With Clock Ticking, Fate Of Half A Million Tons Of Connecticut's Trash Remains Unclear
In less than a year, an incinerator in Hartford that takes in roughly half a million tons of garbage annually is scheduled to close. But as the shutdown grows closer, there’s less and less agreement about where all that trash will go.
Right now, the Materials Innovation and Recycling Authority (MIRA) handles about one-third of Connecticut’s municipal waste. But the waste-to-energy plant has been plagued with mechanical problems and has faced declining receipts for the power it produces.
So MIRA announced in December the time had come for it to close the incinerators at its South Meadows facility in Hartford by July of next year. Initially, Tom Kirk, MIRA’s president and CEO, told Connecticut Public Radio the closure meant all that trash would no longer come into the city.
“It’s clear now that we don’t expect to be able to turn the South Meadows facility into a transfer station,” Kirk said in March. “We’ll be redirecting the garbage to other disposal sites, to be determined.”
“The garbage won’t be coming into Hartford,” Kirk said.
But now, Kirk is backing off that assertion.
“I probably spoke too soon when I said it looks like we’re not going to be able to use South Meadows,” Kirk said during a Wednesday interview. “Because I don’t think that’s clear. It may end up there. But it certainly was premature for me to say ‘we’re not going to be able to use South Meadows.’”
That new position was formally outlined in a letter to the state Department of Energy and Environmental Protection in late May.
In it, MIRA argues it has the permitted authority to transform the South Meadows site from an incinerator into a transfer station -- basically a spot where trucks dump garbage and then reload that waste onto other trucks, which take it elsewhere for disposal.
“We believe the permit as written plainly gives us the authority to top-load trucks,” Kirk said, “and transfer out of that facility.”
But in an eight-page letter dated July 8, the DEEP disagrees, saying MIRA must either apply to the agency for a modification of its existing permit or get an entirely new permit if it wants “to switch its operations to function solely as a transfer station.”
Katie Dykes, commissioner of the state DEEP, said Thursday her agency’s position is not new.
“Frankly, it was a year ago that we sent a letter to MIRA and clearly stated that a new permit would be required,” Dykes said. “We didn’t see any action taken by MIRA at that time to pursue a new permit for a transfer operation. The timeline is ultimately in their hands.”

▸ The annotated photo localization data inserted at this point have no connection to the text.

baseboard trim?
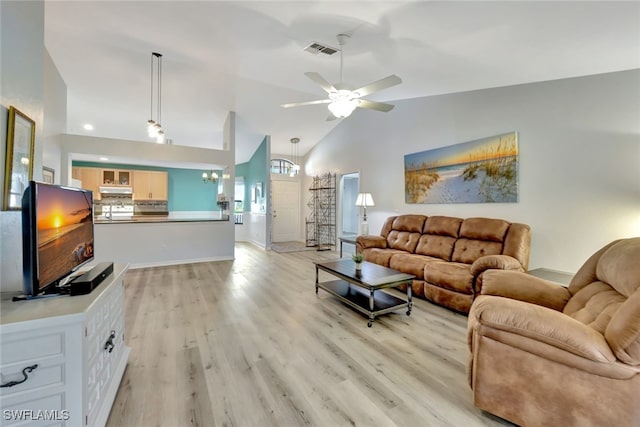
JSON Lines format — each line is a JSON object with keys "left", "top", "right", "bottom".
{"left": 128, "top": 256, "right": 234, "bottom": 269}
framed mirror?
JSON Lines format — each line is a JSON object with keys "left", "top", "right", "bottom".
{"left": 3, "top": 106, "right": 35, "bottom": 210}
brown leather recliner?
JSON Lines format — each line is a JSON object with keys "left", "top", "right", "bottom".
{"left": 467, "top": 238, "right": 640, "bottom": 426}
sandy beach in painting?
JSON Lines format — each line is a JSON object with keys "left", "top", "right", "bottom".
{"left": 416, "top": 158, "right": 518, "bottom": 203}
{"left": 423, "top": 167, "right": 481, "bottom": 203}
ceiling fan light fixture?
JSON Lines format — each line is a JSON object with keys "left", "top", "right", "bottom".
{"left": 282, "top": 33, "right": 401, "bottom": 118}
{"left": 328, "top": 98, "right": 358, "bottom": 118}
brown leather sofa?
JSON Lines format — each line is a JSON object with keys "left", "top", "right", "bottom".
{"left": 356, "top": 214, "right": 531, "bottom": 313}
{"left": 468, "top": 238, "right": 640, "bottom": 426}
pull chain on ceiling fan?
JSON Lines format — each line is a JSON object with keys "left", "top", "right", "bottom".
{"left": 282, "top": 34, "right": 402, "bottom": 119}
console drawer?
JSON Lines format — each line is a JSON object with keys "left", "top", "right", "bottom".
{"left": 0, "top": 330, "right": 67, "bottom": 397}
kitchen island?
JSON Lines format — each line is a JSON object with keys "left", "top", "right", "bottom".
{"left": 94, "top": 215, "right": 234, "bottom": 267}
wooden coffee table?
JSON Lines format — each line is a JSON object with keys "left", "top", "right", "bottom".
{"left": 314, "top": 259, "right": 415, "bottom": 327}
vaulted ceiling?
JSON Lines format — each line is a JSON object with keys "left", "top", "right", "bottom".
{"left": 44, "top": 1, "right": 640, "bottom": 165}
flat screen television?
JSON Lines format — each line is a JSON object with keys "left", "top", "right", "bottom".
{"left": 22, "top": 181, "right": 94, "bottom": 296}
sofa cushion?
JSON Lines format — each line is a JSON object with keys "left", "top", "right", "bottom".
{"left": 391, "top": 214, "right": 427, "bottom": 232}
{"left": 415, "top": 235, "right": 457, "bottom": 261}
{"left": 460, "top": 217, "right": 510, "bottom": 242}
{"left": 423, "top": 216, "right": 462, "bottom": 237}
{"left": 379, "top": 216, "right": 398, "bottom": 239}
{"left": 564, "top": 282, "right": 626, "bottom": 334}
{"left": 503, "top": 223, "right": 532, "bottom": 270}
{"left": 606, "top": 290, "right": 640, "bottom": 365}
{"left": 363, "top": 248, "right": 407, "bottom": 267}
{"left": 387, "top": 230, "right": 422, "bottom": 253}
{"left": 389, "top": 253, "right": 440, "bottom": 279}
{"left": 452, "top": 238, "right": 503, "bottom": 264}
{"left": 424, "top": 261, "right": 474, "bottom": 294}
{"left": 596, "top": 238, "right": 640, "bottom": 298}
{"left": 415, "top": 216, "right": 461, "bottom": 261}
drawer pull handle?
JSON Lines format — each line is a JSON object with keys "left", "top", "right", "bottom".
{"left": 104, "top": 330, "right": 116, "bottom": 353}
{"left": 1, "top": 364, "right": 38, "bottom": 388}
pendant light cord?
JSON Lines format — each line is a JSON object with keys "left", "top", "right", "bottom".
{"left": 150, "top": 53, "right": 154, "bottom": 121}
{"left": 157, "top": 53, "right": 162, "bottom": 126}
{"left": 339, "top": 45, "right": 343, "bottom": 85}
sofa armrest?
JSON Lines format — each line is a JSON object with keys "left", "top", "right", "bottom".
{"left": 470, "top": 295, "right": 616, "bottom": 363}
{"left": 480, "top": 270, "right": 572, "bottom": 311}
{"left": 470, "top": 254, "right": 524, "bottom": 277}
{"left": 356, "top": 235, "right": 387, "bottom": 252}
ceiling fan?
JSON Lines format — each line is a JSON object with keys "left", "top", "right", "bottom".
{"left": 282, "top": 34, "right": 402, "bottom": 120}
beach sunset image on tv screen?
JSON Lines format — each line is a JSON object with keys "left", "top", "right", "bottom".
{"left": 36, "top": 185, "right": 93, "bottom": 287}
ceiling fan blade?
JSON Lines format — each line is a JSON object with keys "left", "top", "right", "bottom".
{"left": 281, "top": 99, "right": 331, "bottom": 108}
{"left": 357, "top": 99, "right": 395, "bottom": 112}
{"left": 305, "top": 72, "right": 336, "bottom": 93}
{"left": 354, "top": 74, "right": 402, "bottom": 97}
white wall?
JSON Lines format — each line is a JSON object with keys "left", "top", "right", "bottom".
{"left": 0, "top": 1, "right": 45, "bottom": 291}
{"left": 58, "top": 133, "right": 234, "bottom": 186}
{"left": 94, "top": 221, "right": 234, "bottom": 267}
{"left": 244, "top": 212, "right": 268, "bottom": 249}
{"left": 42, "top": 49, "right": 67, "bottom": 183}
{"left": 305, "top": 70, "right": 640, "bottom": 273}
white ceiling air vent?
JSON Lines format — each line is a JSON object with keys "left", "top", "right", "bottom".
{"left": 303, "top": 42, "right": 339, "bottom": 56}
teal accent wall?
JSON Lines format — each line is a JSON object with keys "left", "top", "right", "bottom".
{"left": 235, "top": 137, "right": 268, "bottom": 212}
{"left": 73, "top": 161, "right": 221, "bottom": 211}
{"left": 235, "top": 162, "right": 249, "bottom": 178}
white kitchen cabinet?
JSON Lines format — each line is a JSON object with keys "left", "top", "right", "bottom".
{"left": 0, "top": 264, "right": 130, "bottom": 427}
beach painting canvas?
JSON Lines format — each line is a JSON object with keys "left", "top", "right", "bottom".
{"left": 404, "top": 132, "right": 519, "bottom": 204}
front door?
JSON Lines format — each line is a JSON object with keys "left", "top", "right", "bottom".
{"left": 272, "top": 180, "right": 300, "bottom": 242}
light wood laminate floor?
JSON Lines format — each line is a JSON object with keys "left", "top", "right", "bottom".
{"left": 107, "top": 243, "right": 512, "bottom": 427}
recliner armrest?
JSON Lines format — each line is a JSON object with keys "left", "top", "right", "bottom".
{"left": 470, "top": 295, "right": 616, "bottom": 363}
{"left": 356, "top": 235, "right": 387, "bottom": 252}
{"left": 481, "top": 270, "right": 571, "bottom": 312}
{"left": 470, "top": 254, "right": 524, "bottom": 276}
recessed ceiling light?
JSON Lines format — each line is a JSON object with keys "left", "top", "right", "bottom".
{"left": 99, "top": 157, "right": 109, "bottom": 161}
{"left": 83, "top": 123, "right": 94, "bottom": 131}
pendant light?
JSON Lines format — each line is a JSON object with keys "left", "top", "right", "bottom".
{"left": 147, "top": 52, "right": 166, "bottom": 143}
{"left": 290, "top": 137, "right": 300, "bottom": 176}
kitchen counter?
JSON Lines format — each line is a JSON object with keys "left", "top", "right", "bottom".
{"left": 95, "top": 215, "right": 229, "bottom": 224}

In the latest letter, DEEP Deputy Commissioner Betsey Wingfield told MIRA that any submission to the agency for a permit modification would need to consider such factors as traffic flow and impact, the maximum amount of garbage to be sorted, stored and transferred, and odor mitigation and management, among other considerations.
It also said MIRA needs to communicate directly with Hartford and other member towns.
“DEEP strongly believes that a successful implementation of MIRA’s transition depends on the clear, consistent, and proactive communication and cooperation among MIRA, MIRA municipalities and Hartford, the host community,” Wingfield wrote.
Dykes said it’s important that converting a waste-to-energy site to a transfer station goes through an updated permitting process that is open to public input from the community.
“Some of the odors associated with the management of the municipal solid waste at the South Meadows site are mitigated by the operation of the resource recovery facility and its ventilation,” Dykes said. “If that facility were no longer operating, some of those odor issues might not be mitigated.”
On Thursday, Kirk said his agency was reviewing DEEP’s most recent letter. He said that modifying MIRA’s existing permit “may be feasible,” although it is unclear exactly what degree of public input that would entail and whether such action could be accomplished before the plant’s scheduled closing in July 2022.
“If that could happen, that essentially solves the problem,” Kirk said. “We get to utilize the transfer capability we think we have, and they would be able to insist on a permit modification.”
Earlier in the week, Kirk said he’s optimistic the future of Connecticut’s trash will become better crystalized in the coming months. He said the agency is soliciting proposals from the private sector for transportation and disposal of garbage from MIRA’s dozens of member towns.
Kirk said MIRA has asked applicants to describe both how they would handle the waste with and without an operational transfer station at the South Meadows facility. He said applications should be received and evaluated by about October.
But ultimately, if a transfer station in Hartford is not possible, Kirk said he’s not sure what’s next.
“I’m a little more concerned about whether or not the capability exists in the state of Connecticut to handle [the] export of half a million tons [of garbage] a year,” Kirk said. “Does the private sector have the capability to do that?”
“If they do not, I’m not sure what we’re going to do,” Kirk said. “I guess one option is continuing to run the plant.”
“It’s nothing we’re planning on. Absolutely not. We’re not planning on operating past June,” Kirk said. “We just don’t know. There’s half a million tons that have to be dealt with. We’re hoping the private sector can step up and find a way to get it out of state.”
“But if not,” he said, “the plant will be sitting there.”